Trouvant en elle toutes les maximes dont j'avois besoin pour garantir mon ame des terreurs de la mort et de ses suites, je puisois avec sécurité dans cette source de confiance. Je m'attachois à elle plus que je n'avois jamais fait; j'aurois voulu transporter tout en elle ma vie que je sentois prête à m'abandonner. De ce redoublement d'attachement pour elle, de la persuasion qu'il me restoit peu de temps à vivre, de ma profonde sécurité sur mon sort à venir, résultoit un état habituel très calme, et sensuel même, en ce qu'amortissant toutes les passions qui portent au loin nos craintes et nos espérances, il me laissoit jouir sans inquiétude et sans trouble du peu de jours qui m'étoient laissés. Une chose contribuoit à les rendre plus agréables, c'étoit le soin de nourrir son goût pour la campagne par tous les amusements que j'y pouvois rassembler.
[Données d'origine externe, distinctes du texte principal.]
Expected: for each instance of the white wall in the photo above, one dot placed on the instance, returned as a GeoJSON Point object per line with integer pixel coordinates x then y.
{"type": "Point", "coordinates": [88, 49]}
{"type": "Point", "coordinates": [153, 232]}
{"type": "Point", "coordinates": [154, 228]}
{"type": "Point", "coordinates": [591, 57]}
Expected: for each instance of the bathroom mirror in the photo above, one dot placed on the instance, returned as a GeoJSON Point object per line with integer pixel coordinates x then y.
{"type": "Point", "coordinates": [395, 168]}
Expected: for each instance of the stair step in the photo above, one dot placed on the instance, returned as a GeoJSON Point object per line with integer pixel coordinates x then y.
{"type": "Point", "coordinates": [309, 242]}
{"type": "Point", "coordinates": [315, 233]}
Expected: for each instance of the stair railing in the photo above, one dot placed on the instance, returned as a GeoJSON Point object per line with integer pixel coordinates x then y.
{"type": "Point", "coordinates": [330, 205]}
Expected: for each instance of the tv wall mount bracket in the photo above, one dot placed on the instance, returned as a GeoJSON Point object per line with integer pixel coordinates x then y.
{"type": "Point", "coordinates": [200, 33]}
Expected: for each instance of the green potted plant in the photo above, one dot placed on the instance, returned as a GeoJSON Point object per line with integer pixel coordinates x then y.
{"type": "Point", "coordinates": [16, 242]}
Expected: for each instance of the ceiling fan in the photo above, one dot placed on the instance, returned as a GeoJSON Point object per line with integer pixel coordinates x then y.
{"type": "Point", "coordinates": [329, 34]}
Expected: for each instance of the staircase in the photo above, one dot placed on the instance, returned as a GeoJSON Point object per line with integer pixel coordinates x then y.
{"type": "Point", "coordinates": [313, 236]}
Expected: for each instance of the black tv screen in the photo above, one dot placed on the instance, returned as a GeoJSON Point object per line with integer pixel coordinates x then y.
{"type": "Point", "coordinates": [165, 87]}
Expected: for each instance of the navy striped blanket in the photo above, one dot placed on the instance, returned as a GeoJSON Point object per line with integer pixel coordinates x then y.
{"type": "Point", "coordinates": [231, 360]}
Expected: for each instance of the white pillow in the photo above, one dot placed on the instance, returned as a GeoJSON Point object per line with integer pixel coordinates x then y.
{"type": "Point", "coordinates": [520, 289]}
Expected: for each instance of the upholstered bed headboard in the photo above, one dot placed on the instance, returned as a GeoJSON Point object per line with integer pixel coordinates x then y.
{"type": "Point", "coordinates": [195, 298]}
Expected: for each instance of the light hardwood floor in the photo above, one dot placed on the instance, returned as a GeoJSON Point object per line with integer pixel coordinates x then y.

En lui faisant aimer son jardin, sa bassecour, ses pigeons, ses vaches, je m'affectionnois moi-même à tout cela; et ces petites occupations, qui remplissoient ma journée sans troubler ma tranquillité, me valurent mieux que le lait et tous les remèdes pour conserver ma pauvre machine, et la rétablir même autant que cela se ■ pouvoit.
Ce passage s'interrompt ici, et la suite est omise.